Constitutively active RhoA (CA-RhoA) has only a minor effect on polarity (Fig. 7D,J). However, when coexpressed with CA-Rac or CA-Cdc42, it reverses the depolarizing effects of these factors (Fig. 7E,F,J; compare to Figs. 6B, 4C). This can be summarized in a possible scenario (see Fig. 11, and the Discussion section): Pak1 activates Cdc42, which then polarizes protrusive activity. At the same time, Cdc42 activates Rac, which in turn promotes lamellipodia formation. If overactivated, Rac indirectly attenuates RhoA activity, which would be required for the maintenance of polarity.

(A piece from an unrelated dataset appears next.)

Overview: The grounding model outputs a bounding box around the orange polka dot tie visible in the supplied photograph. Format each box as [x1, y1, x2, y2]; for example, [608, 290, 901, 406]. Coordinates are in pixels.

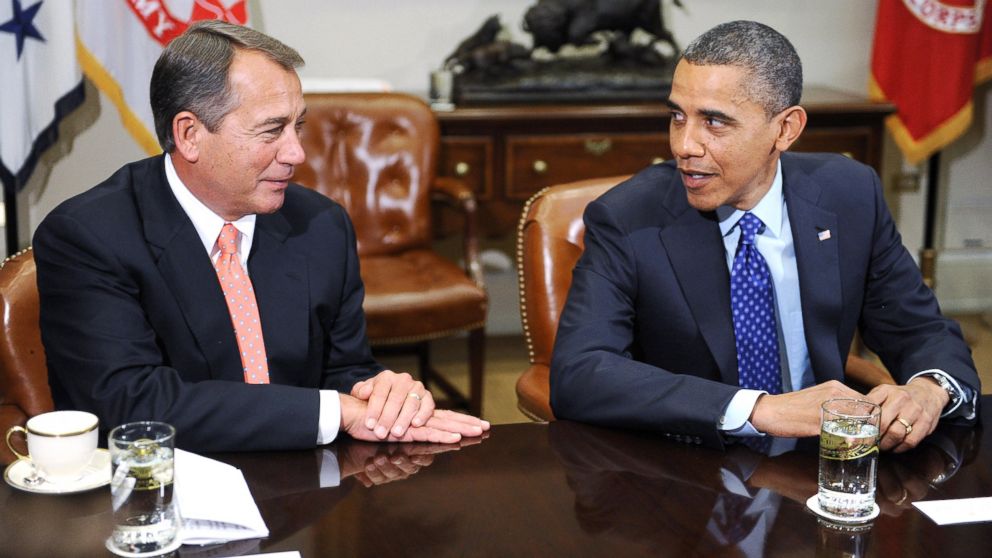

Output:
[214, 223, 269, 384]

In migrating mesendoderm cells, RhoA activation requires signaling downstream of the transcription factors Goosecoid and Mix.1 (Luu et al.,2008). We confirmed this finding, and demonstrated that cells expressing the inhibitory EnRMix.1 construct show a nonpolarized type II morphology similar to that of CA-Pak1–expressing cells (Fig. 7G,J). Coexpression of CA-Pak1 and EnRMix.1 does not alter the cell phenotype (Fig. 7H,J), as expected if both CA-Pak1 and EnRMix.1 expression abolished RhoA activity. In contrast, DN-Rac substantially rescues polarity in EnRMix.1–expressing cells (Fig. 7I,J), suggesting that some residual RhoA activity is normally suppressed by Rac in EnRMix.1–expressing cells.

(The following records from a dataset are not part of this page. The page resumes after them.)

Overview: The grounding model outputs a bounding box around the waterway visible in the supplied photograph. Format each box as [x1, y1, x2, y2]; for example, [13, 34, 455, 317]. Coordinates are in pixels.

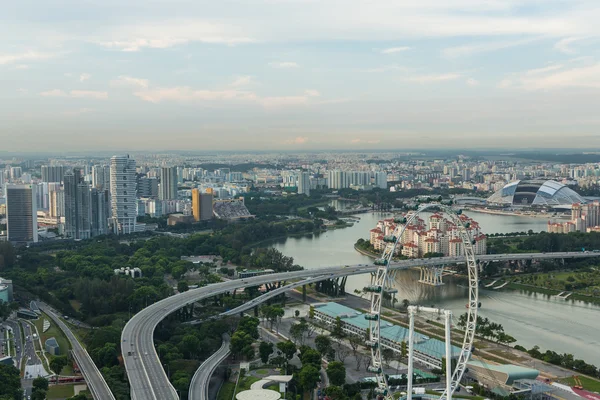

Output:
[272, 205, 600, 366]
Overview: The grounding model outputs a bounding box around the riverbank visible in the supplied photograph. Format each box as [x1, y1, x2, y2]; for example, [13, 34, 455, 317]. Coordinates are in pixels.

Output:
[463, 207, 570, 219]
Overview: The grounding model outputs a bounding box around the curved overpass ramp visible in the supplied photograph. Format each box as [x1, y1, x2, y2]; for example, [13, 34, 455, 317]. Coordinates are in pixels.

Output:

To visualize active RhoA (Bement et al.,2005), the GFP-tagged GBD of rhotekin (30 pg/blastomere) was expressed (Fig. 7K). In control cells, it was enriched in lamellipodia, preferentially at their proximal end. In CA-Pak1–expressing cells, this concentration of rhotekin was absent, but it was not visibly affected in KD-Pak1 cells (Fig. 7K,bottom). This is consistent with a down-regulation of RhoA activation by CA-Pak1. Because myosin contractility is a target of RhoA and Rho kinase, and could be involved in lamellipodia retraction, we also stained for nonmuscle myosin II in mesendoderm cells (Fig. 7L). As described in detail previously (Selchow and Winklbauer,1997), myosin II is enriched in the proximal part of lamellipodia in control cells (Fig. 7L, top). In CA-Pak1–expressing cells, this localized accumulation is diminished (Fig. 7L, middle), whereas it is retained in KD-Pak1 cells (Fig. 7L, bottom).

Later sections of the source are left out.